Anyone who works in an office with other programmers will know the joys of trying to get a group together to go to lunch. The phrase "like herding cats" is often used. It must be a combination of the "just let me finish this one last thing" factor combined with something about the personality traits that make up a typical developer. What ever it is, in every organization I have worked, getting a group together to go to lunch is usually a delay prone and complex logistical exercise.

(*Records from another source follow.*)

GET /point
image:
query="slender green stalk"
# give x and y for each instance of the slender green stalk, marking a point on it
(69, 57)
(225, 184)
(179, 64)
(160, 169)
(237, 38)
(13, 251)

Thankfully, recent research just published in The American Naturalist points the way to a couple of tactics that I find very useful myself. In the paper "Leading According to Need" in Self‐Organizing Groups, Larissa Conradt and her colleagues used a computer model to simulate the behaviour of a group of animals. The team found that two kinds of individuals were best able to move the herd in the destination they wanted to go - those that were very hungry or those that had the least to loose if the herd was split into two. The paper may explain the matriarchal nature of many herd animals such as elephants and sheep - but sounds like it gives scientific backing to the tactics I normally employ to herd developers to lunch when I really need to:
- Be very hungry (which, lets be honest, is my default state)

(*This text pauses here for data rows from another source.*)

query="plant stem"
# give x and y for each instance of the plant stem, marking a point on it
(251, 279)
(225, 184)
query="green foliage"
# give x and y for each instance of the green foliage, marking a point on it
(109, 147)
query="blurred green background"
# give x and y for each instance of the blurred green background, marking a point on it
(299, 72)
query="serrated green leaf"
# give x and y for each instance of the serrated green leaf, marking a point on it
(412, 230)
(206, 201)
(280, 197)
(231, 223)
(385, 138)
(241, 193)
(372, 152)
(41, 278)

- Pick a destination and say that you are heading there now. People can come now or join a different herd.
Usually by setting a clear direction and deadline a group of like minded people will follow - the worst that can happen is that you get your lunch at a time and place that suits you. In fact having a clear idea about the destination is pretty much a good thing in all parts of software development - but lunch is one element that I have to get right.